At the age of 12 he was given a Home Beautiful magazine for his birthday and his course was set.
Educated by the Jesuits at St Patrick’s College, East Melbourne, Clerehan says he respects the teaching of this Catholic order, but is anti-clerical and an atheist.
Clerehan studied architecture at RMIT and then the University of Melbourne, graduating in 1950, after his studies were delayed by war service and his failure to pass the only engineering subject at his first attempt. He met Robin Boyd when Boyd was his sergeant and he was a sapper during the war at Milne Bay, in New Guinea.
In the late 1940s he was apprenticed to the great society architect Marcus Martin, who studded Toorak and South Yarra with his white houses.
“In a Marcus Martin house the grand spaces were very good but, like all houses of that period, they deteriorated out the back.
“I lived through the cream Australia policy years from the 1930s to 1950s when you couldn’t get a white refrigerator,” he says. “White paint came in after the war and now it’s everywhere and I am sick of it. Now every kitchen has an island fixture with an up, across and down marble benchtop. I am getting tired of those too.”
He established his first practice in 1951 and a year later went to America, where he hitch-hiked and caught the bus to 40 states. There he met Frank Lloyd Wright and other architects such as Mies van der Rohe and Oscar Niemeyer. Thereafter his designs were influenced by modern American architecture.
He married Sonia Cole in 1955 and designed their first house in South Yarra. But by the late 1960s, with four children, the family moved to a bigger home.

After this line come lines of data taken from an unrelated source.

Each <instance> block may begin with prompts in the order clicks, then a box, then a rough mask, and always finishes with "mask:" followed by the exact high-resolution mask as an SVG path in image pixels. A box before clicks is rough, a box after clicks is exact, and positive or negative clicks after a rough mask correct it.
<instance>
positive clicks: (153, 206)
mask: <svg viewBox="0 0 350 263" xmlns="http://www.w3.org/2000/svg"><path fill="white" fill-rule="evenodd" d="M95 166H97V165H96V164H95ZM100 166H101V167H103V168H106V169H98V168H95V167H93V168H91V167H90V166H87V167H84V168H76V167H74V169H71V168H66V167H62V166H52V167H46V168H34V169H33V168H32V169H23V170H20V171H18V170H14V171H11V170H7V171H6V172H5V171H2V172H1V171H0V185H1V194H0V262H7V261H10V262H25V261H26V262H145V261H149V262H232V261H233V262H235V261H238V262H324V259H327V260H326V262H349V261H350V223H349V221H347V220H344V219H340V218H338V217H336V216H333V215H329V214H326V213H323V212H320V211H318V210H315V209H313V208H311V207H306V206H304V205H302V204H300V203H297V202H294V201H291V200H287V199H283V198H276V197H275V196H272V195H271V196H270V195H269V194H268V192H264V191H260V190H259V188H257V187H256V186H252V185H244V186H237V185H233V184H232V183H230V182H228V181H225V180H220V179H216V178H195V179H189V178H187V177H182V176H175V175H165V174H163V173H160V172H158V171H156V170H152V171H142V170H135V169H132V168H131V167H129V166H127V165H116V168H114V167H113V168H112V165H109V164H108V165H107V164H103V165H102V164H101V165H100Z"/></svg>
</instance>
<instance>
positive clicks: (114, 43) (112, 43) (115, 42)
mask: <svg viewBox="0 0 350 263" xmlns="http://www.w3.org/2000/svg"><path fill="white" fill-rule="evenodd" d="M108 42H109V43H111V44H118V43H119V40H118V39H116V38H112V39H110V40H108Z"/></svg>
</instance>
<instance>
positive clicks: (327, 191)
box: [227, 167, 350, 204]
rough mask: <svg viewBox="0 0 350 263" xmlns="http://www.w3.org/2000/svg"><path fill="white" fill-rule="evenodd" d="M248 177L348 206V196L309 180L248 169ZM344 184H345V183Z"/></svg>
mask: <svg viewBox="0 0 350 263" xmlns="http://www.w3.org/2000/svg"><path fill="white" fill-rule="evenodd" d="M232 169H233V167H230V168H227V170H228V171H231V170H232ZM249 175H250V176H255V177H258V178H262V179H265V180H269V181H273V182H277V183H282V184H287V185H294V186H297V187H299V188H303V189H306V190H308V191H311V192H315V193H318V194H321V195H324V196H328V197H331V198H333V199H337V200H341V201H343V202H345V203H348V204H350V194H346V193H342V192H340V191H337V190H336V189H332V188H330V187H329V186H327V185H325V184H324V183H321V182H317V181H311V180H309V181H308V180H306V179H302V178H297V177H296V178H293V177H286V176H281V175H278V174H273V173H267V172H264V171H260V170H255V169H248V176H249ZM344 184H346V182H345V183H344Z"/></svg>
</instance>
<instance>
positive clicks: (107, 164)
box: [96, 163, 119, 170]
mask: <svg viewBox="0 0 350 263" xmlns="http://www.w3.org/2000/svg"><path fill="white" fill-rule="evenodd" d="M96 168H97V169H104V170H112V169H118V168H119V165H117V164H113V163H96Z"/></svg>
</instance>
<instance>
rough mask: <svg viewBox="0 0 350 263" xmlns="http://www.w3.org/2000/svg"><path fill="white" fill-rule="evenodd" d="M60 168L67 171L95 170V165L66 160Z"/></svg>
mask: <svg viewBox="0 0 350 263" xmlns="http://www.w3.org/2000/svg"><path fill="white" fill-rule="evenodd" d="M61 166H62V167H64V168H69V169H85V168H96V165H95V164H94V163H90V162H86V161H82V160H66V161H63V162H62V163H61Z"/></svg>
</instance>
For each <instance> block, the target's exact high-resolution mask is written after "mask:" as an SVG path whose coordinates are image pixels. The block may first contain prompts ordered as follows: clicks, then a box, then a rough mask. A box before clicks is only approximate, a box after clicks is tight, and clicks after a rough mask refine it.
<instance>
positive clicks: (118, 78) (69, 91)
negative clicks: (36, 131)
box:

As the director of The Age Small Homes Service from 1954 to 1960, Clerehan’s influence spread.
He took over from the founding director Robin Boyd. Another big name in Melbourne architecture, Daryl Jackson, succeeded him.
The Age Small Homes Service provided documents and drawings for people who couldn’t afford an architect. “It changed a lot of our newer outer suburbs such as Nunawading, Box Hill South and East Bentleigh,” Clerehan says.
He maintains he does not have a “favourite style” of architecture. “I do my variation of contemporary, which means you do what’s right at the time for the site.”
Philip Goad believes that Clerehan has done more for architecture than simply design a collection of suburban houses and prize-winning buildings.
“His contribution in terms of his writing is extraordinary,” Goad says.
“His columns in The Age as director of the Small Homes Services – and more recently in The Melbourne Weekly – were widely read.
“It sounds strange but his obituaries capture the personality and currency of architects’ lives. Neil has a great handle on understanding Melbourne’s societal connections and how those connections work in architecture,” Goad says.
“At 88 he remains a great enthusiast for architects and his profession.”
Clerehan on:
What makes a good architect
An interest in living patterns, construction and planning; an interest in people; being able to interpret their stated and unstated requirements to get a mutually satisfactory result.
Favourite Melbourne building
The New Treasury Building at the top of Collins Street (incorrectly called the Old Treasury Building). A beautiful Italianate 19th-century building designed by a 23-year-old (J.J. Clarke) with a very clever 20th-century addition.
Undiscovered city gem
The McPherson building at 546 Collins Street. For 50 years nobody was interested in buildings below William Street. Built in 1935 in the Moderne style as a warehouse, office and storeroom for hardware merchant Sir William McPherson. The four-storey building, which originally had a tennis court on its flat roof, is classified by the National Trust.